Un anno senza Proietti, in sala l’ultimo film

Gigi Proietti in una foto d'archivio al Film Festival di Roma per la proiezione de film 'Sono Gassman! Vittorio re della commedia'.
Gigi Proietti in una foto d'archivio al Film Festival di Roma per la proiezione de film 'Sono Gassman! Vittorio re della commedia'. ANSA/CLAUDIO ONORATI

ROMA. – È davvero commovente che esattamente a un anno dalla sua morte (il 2 novembre 2020) che poi era anche il giorno del suo compleanno, Gigi Proietti torni a vivere almeno sugli schermi. Una sorta di magia che lo vede tra l’altro in un ruolo così popolare e amato, come quello di Babbo Natale, affiancato da un grande Marco Giallini, mai come in questo film totalmente dentro il suo personaggio di romano disincantato e un po’ coatto.

Io sono Babbo Natale di Edoardo Falcone arriva in sala il 3 novembre con la Lucky Red dopo essere stato evento di pre apertura alla Festa di Roma e non sarà l’unica occasione per ricordare il grande mattatore romano, al quale oggi è intitolata una fondazione mentre Edoardo Leo gli ha dedicato il bel documentario “Luigi Proietti detto Gigi”, prossimamente in sala.
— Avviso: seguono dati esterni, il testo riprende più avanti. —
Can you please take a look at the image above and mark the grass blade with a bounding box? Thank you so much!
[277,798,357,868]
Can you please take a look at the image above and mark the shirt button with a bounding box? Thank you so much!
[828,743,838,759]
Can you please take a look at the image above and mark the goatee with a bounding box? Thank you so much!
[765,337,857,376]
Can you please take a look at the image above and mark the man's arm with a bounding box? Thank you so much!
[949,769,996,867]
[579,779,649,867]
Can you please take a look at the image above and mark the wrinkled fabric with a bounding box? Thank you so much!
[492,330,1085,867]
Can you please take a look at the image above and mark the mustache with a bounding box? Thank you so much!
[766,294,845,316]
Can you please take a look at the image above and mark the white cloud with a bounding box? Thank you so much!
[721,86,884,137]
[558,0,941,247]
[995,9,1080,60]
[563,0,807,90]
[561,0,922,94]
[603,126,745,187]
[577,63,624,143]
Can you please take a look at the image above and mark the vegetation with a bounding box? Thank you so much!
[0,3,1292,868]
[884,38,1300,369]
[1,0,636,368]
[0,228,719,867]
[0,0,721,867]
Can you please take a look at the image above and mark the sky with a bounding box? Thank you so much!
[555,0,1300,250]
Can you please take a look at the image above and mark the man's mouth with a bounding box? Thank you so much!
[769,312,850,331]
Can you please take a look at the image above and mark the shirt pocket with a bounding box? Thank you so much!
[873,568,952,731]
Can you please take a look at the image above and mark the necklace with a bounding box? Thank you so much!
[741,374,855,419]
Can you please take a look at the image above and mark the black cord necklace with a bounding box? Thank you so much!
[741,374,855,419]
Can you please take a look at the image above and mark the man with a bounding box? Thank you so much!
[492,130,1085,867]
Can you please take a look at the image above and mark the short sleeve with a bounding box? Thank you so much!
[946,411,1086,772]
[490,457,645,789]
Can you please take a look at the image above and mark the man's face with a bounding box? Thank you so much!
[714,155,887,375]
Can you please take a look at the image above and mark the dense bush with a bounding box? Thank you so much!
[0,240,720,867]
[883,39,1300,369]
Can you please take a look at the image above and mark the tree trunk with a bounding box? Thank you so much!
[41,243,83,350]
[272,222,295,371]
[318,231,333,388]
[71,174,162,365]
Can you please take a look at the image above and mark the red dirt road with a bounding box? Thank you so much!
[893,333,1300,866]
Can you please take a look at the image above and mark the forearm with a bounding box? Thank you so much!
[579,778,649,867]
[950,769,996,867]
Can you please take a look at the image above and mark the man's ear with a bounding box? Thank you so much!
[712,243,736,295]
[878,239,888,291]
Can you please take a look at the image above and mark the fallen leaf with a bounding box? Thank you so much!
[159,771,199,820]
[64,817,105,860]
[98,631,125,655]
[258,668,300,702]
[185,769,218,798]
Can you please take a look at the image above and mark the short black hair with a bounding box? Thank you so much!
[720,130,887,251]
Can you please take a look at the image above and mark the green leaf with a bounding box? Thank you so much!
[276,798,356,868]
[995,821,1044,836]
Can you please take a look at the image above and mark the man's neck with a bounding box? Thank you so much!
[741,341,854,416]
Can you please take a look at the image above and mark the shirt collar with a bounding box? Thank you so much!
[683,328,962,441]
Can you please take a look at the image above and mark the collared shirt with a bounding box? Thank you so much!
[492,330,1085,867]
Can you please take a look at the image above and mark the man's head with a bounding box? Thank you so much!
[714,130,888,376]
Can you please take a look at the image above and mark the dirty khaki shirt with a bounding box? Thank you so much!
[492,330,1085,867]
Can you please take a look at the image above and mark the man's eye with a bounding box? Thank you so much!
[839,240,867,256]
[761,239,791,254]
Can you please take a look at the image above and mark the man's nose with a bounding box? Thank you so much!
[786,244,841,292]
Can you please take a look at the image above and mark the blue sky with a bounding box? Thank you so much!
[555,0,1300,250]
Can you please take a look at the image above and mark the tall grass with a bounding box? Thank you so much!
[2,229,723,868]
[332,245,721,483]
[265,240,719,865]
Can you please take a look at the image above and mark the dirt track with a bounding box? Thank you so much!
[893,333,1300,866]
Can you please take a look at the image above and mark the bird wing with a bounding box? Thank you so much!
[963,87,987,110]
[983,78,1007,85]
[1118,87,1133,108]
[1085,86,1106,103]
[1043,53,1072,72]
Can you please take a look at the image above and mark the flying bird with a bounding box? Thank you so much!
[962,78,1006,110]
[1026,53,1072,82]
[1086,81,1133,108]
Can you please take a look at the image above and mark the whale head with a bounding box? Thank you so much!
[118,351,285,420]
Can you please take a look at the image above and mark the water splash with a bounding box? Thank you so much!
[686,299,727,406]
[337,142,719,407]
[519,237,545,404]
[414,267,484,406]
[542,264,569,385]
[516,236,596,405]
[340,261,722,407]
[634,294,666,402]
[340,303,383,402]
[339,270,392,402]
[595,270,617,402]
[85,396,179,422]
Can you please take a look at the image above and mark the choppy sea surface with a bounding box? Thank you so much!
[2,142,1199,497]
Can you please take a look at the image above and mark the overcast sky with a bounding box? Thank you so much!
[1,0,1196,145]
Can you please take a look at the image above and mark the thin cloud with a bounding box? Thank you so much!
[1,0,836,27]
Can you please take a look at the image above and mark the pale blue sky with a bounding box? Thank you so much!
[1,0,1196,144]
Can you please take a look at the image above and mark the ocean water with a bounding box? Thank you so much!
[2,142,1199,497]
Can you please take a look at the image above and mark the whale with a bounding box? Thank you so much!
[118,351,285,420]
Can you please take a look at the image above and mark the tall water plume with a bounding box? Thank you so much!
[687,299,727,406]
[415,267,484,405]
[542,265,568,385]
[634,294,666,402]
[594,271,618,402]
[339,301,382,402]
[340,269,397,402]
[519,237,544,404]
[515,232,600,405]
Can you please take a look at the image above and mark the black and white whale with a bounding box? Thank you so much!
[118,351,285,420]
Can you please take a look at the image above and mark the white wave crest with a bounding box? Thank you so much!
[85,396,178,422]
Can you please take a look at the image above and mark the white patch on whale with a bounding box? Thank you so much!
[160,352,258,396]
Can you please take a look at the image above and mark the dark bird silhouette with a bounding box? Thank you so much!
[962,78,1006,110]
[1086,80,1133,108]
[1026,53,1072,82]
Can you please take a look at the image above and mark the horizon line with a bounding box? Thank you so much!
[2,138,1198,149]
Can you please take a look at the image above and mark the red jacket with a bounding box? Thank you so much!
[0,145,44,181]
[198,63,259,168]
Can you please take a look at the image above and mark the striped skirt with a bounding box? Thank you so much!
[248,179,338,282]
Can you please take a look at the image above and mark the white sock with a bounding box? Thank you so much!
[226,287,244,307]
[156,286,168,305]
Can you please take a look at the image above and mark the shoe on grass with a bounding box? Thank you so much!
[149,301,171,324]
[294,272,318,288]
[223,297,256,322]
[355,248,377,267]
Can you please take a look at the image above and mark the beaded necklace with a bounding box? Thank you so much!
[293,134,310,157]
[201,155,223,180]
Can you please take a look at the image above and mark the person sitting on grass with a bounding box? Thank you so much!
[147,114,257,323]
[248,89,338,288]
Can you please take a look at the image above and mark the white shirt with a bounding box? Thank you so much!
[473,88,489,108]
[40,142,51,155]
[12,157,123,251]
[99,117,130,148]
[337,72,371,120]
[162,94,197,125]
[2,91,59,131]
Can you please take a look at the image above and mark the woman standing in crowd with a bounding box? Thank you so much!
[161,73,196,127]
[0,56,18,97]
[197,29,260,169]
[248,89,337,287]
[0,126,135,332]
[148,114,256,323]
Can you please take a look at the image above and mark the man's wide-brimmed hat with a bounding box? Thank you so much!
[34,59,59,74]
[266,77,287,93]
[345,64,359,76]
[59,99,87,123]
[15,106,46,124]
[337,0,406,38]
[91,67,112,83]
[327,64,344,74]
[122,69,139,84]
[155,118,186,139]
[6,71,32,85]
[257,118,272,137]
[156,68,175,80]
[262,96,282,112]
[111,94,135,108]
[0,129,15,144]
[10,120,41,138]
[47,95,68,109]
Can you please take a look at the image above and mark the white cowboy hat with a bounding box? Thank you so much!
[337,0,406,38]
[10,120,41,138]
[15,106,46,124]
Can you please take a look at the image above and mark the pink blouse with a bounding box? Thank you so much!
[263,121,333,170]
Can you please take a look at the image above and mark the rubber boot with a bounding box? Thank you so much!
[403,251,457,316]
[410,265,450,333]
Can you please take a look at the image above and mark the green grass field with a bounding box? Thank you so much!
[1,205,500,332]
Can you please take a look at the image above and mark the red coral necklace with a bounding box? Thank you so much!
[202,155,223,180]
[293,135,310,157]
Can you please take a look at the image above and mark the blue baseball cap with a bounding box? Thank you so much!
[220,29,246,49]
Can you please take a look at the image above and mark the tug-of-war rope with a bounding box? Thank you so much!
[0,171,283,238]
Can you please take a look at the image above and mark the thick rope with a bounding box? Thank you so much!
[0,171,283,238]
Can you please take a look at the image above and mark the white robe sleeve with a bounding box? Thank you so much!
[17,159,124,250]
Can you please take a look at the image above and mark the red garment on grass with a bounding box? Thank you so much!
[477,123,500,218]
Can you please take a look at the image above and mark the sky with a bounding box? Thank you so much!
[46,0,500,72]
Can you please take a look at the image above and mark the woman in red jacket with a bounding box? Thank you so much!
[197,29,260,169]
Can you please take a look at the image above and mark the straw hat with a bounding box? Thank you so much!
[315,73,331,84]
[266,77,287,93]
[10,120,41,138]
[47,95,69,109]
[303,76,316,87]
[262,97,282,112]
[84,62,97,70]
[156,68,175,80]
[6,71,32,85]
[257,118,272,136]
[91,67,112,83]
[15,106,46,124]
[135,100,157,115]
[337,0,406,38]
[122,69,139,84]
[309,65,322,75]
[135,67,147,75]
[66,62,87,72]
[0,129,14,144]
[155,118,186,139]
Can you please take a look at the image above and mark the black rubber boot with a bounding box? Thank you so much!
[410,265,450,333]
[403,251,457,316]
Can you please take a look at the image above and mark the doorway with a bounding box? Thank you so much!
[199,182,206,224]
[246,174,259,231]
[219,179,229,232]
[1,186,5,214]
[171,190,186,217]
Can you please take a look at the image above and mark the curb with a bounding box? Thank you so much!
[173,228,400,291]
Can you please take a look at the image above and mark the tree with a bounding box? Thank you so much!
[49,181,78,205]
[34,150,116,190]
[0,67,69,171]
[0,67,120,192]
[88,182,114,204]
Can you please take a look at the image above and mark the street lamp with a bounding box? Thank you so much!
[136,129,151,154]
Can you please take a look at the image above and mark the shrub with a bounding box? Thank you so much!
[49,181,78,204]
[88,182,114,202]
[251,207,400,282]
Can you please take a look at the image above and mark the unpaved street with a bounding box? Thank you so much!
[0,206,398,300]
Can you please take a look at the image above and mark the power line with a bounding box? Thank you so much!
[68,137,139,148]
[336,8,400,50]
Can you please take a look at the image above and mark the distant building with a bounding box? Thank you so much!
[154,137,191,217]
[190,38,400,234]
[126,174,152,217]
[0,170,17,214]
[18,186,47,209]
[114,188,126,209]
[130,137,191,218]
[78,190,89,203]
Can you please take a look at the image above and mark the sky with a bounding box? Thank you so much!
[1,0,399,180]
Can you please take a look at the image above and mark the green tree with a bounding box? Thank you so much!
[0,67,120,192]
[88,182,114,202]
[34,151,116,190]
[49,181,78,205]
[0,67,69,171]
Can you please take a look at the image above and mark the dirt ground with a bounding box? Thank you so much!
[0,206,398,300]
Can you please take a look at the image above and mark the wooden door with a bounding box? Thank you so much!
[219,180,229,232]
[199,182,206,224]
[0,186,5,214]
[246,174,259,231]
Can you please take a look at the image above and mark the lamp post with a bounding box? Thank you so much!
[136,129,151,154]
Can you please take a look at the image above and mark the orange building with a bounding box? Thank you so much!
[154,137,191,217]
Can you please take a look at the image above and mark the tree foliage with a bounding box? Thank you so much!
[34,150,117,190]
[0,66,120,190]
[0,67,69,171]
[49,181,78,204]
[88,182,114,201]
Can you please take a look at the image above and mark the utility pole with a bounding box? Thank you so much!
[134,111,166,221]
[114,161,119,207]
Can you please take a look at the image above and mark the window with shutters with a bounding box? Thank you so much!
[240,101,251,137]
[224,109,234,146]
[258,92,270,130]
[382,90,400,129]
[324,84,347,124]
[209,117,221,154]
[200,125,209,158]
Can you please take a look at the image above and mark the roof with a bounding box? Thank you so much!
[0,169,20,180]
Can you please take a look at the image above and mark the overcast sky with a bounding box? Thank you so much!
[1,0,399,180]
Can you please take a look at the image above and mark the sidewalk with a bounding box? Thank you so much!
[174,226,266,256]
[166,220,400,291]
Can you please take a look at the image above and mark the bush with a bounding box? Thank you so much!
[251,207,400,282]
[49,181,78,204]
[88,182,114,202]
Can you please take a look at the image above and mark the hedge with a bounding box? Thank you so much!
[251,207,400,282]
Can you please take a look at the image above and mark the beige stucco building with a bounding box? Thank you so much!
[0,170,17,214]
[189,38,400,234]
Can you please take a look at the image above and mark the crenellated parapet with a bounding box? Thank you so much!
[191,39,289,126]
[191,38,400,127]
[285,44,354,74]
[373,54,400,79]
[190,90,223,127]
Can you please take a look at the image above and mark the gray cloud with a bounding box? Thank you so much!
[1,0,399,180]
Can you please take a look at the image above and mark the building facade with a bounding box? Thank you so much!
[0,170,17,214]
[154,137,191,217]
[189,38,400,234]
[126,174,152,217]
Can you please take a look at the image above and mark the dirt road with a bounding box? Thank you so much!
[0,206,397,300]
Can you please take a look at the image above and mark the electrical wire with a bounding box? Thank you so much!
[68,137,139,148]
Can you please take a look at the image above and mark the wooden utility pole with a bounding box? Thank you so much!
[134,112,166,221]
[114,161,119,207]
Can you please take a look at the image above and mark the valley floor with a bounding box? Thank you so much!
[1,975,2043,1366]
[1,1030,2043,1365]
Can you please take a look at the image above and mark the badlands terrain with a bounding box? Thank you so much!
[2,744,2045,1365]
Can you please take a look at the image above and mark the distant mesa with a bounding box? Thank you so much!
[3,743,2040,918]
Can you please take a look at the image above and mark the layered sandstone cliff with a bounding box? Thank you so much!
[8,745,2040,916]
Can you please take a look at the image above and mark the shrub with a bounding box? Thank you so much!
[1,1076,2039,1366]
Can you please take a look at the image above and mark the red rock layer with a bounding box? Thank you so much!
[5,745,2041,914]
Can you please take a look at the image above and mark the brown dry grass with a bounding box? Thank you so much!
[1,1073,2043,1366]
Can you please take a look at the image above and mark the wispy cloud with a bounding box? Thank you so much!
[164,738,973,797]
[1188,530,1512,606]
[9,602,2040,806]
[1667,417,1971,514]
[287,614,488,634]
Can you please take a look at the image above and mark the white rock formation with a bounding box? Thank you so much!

In IO SONO BABBO NATALE, Ettore (Giallini) è un ex detenuto che cerca di rifarsi una vita. In prigione a causa di una rapina, l’uomo che non ha mai tradito i suoi complici, ora che è fuori vuole continuare a fare l’unica cosa che sa fare davvero bene: rubare. Fuori dalla galera nessun legame familiare tranne la sua ex compagna Laura (Barbara Ronchi) con la quale ha avuto una figlia che non ha mai conosciuto.

A un certo punto, in uno dei suoi furti, entra nella casa di Nicola (Gigi Proietti), un signore anziano molto gentile che mostra chiari segni di disturbi di identità visto che dice di essere Babbo Natale in persona. Fatto sta che tra i due si crea uno strano rapporto di amicizia. Nicola cerca in qualche modo di rendere Ettore suo erede come Babbo Natale, mentre lui pensa solo a come sfruttarlo. Tanti duetti, tra Proietti e Giallini, nel segno della romanità, e un finale davvero molto natalizio.

“Cosa ho imparato da Proietti? Ho imparato da lui anche quando non lo conoscevo, da certi personaggi assorbi tutto, sono sempre dei tuoi riferimenti – ha spiegato Giallini presentando il film -. È stato un privilegio passare tanto tempo con lui, per me era diventato come un padre. Che non stava bene non si capiva troppo, quando iniziava il ciak si alzava di botto e sembrava avesse vent’anni. Gli chiedevo spesso ‘come stai? Me vie’ da piagne a pensarlo… e lui rispondeva sempre con la sua ironia: ‘Abito in via di guarigione'”.

Nel documentario di Edoardo Leo, si ritrova invece tutta la sua famiglia: la vedova, Sagitta Alter, e le figlie Susanna e Carlotta. “E’ un film bellissimo, che rispecchia pienamente papà, lo racconta in modo completo, ne siamo tutti veramente molto felici”, dice Carlotta.

Il progetto nasce per volontà di Leo: “Nel 2018 mi ero messo in testa di fare un documentario su A me gli occhi please, l’one-man-show del ’76 scritto da Roberto Lerici. Lo proposi a Gigi che mi rispose incredulo: ‘Un documentario su di me? E perché ?’. Dopo qualche titubanza – racconta Edoardo Leo – disse di sì e cominciai a fare interviste, a raccogliere materiale, a seguire per mesi ogni recita di un suo spettacolo ovunque fosse. Poi la sua morte. Mi sono fermato e ho chiesto alla famiglia cosa fare. – spiega il regista- Quando hanno dato il consenso ho ricominciato a lavorarci ma a quel punto il racconto di A me gli occhi è diventato altro: il tentativo di scoprire il mistero di un artista capace di unire alto e basso, di stravolgere, mettere in berlina i classici conoscendoli profondamente, unire le generazioni. E’ stata un’impresa perché Proietti ha fatto tantissimo e alla fine è stato un atto d’amore dovuto”.